D. Januário critica "centralismo da Santa Sé" e diz que "Concílio Vaticano II ainda não foi cumprido"

por Agência Lusa

O bispo das Forças Armadas, D. Januário Torgal Ferreira, defendeu hoje que, “mais dia, menos dia, haverá um concílio” dentro da Igreja Católica e criticou “o centralismo da Santa Sé”.

Em declarações à Agência Lusa, D. Januário Torgal Ferreira reconheceu que “o Concílio Vaticano II ainda não foi cumprido”, reagindo assim à carta enviada aos bispos pelo teólogo suíço Hans Kung, pedindo a realização de um novo encontro magno da Igreja.

“Eu acho que, mais dia, menos dia, haverá um concílio. Eu estou com o Papa em comunhão, mas o que eu não gosto é do centralismo da Santa Sé”, afirmou o prelado português.
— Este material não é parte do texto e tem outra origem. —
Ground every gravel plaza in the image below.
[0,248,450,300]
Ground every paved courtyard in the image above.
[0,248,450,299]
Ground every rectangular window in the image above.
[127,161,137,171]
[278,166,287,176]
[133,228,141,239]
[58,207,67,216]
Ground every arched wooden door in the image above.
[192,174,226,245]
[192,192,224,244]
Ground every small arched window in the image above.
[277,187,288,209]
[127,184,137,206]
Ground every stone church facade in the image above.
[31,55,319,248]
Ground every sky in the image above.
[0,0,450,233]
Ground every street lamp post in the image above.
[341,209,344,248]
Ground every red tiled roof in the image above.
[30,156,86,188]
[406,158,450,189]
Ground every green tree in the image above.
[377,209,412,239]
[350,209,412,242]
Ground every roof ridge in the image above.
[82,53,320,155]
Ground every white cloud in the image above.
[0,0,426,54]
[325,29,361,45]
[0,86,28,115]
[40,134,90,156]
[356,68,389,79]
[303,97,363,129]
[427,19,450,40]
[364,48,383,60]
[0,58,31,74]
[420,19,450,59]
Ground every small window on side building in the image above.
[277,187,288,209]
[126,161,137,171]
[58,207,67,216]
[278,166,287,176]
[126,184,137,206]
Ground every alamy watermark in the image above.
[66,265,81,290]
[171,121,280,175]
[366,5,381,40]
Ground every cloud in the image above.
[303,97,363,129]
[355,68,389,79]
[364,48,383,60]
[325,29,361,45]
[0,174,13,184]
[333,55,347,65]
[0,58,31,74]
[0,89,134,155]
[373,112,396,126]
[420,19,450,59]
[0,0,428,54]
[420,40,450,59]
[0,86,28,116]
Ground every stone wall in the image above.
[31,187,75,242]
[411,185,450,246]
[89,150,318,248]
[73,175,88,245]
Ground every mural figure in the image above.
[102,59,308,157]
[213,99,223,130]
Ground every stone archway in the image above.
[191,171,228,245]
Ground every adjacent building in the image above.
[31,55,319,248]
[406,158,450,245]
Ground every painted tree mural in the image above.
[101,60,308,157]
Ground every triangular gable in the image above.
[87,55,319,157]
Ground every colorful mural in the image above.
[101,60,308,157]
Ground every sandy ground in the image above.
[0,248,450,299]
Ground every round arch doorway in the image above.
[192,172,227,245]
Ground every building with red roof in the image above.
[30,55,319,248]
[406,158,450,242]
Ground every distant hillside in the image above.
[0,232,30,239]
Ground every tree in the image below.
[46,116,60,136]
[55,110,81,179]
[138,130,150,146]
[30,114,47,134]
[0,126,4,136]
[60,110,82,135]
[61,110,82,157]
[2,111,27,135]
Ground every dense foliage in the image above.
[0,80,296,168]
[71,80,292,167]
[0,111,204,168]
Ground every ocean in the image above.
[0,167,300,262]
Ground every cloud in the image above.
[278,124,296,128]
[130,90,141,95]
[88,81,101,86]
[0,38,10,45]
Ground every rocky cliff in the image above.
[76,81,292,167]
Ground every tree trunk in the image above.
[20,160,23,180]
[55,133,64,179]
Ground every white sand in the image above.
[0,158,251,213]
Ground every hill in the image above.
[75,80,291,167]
“Num grande número de coisas, nós não somos devidamente ouvidos. Sei que tudo isto é uma máquina muito pesada, é difícil porque geograficamente estamos distanciados, mas por isso mesmo é que Deus nosso Senhor confiou à Igreja esta grande missão”, afirmou.

“Andamos para ai a falar em sacrifício, em entrega aos outros, em pobreza, em tortura. As torturas normais da vida é que são os verdadeiros cilícios. Porque é que as pessoas inventam sacrifícios, invenções de auto-flagelação, que eu abomino francamente, quando aquilo que nos flagela é a responsabilidade da missão que nos foi entregue?”, questionou.

Segundo D. Januário, “o mundo” é que constitui a “missão da Igreja”, um sítio onde “há os paralíticos, os estropiados, as crianças violadas, o tráfico sexual, os gestores de determinadas estruturas bancárias a rirem-se de quem tem uma gamela para comer uma sopa quando eles têm uma gamela de ouro”.

“Isto é que devia não nos deixar dormir, não são agora os cânticos ao Papa que aí vem, as camisolas, os triunfalismos, ou a quase a loucura perante o campeonato do mundo de África do Sul”, argumentou.

Apesar de não ignorar que Hans Kung “tem o coração ferido porque foi posto à margem do ensino da Teologia”, o bispo das Forças Armadas considera que o académico suíço apontou para “o rei que vai nu” num artigo “muito bem pensado”.

“Só porque foi um homem que eventualmente cometeu alguns erros, não esteve em comunhão com o Papa em tudo, vou dizer que ele não tem razão?” - interrogou.

D. Januário Torgal Ferreira recusa também a ideia de que o teólogo seja um “louco”: “Para mim não há doidos, há seres humanos. Está ali um ser humano a dizer que isto está muito mau”.

“A responsabilidade que nós temos é grande e não devemos fugir a essa responsabilidade. Muita gente ‘tira o cavalinho’ da chuva, há muita gente que sente-se incomodada”, afirmou.

“Tenho muito medo das emoções, de se dizer vamos todos salvar a família, como dizem agora uns quantos, ou vamos todos salvar a juventude e que vem aí o fim do mundo”, sustentou.

D. Januário Torgal Ferreira recusou ainda a ideia de uma campanha contra a Igreja e o Papa a propósito dos crimes de pedofilia cometidos por membros da Igreja, ao mesmo tempo que rejeita que o “sistema pensante da Igreja” seja “pedofílico”, ou que “abafe a sexualidade”.

“Os padres que falharam, e da forma ignominiosa como o fizeram, não são estes que estão contra o Papa? Não julgo ninguém, mas está provado objetivamente e aceite pelo próprio réu. Não são campanhas, não são calúnias, é a pouca vergonha instalada em alguns setores”, defendeu.

Apesar dos “avanços”, que tem feito de uma “forma espantosa”, a Igreja tem dificuldade em “aceitar o pluralismo”, considerou o bispo.

“Não significa que quem crítica tenha razão, mas pelo menos [deve-se] ouvir essa pessoa, chamá-la, dialogar com ela, para todos conseguirmos compor a casa”, afirmou D. Januário, embora reconhecendo que Hans Kung possa ter sido “excessivo” nomeadamente na questão do celibato dos padres.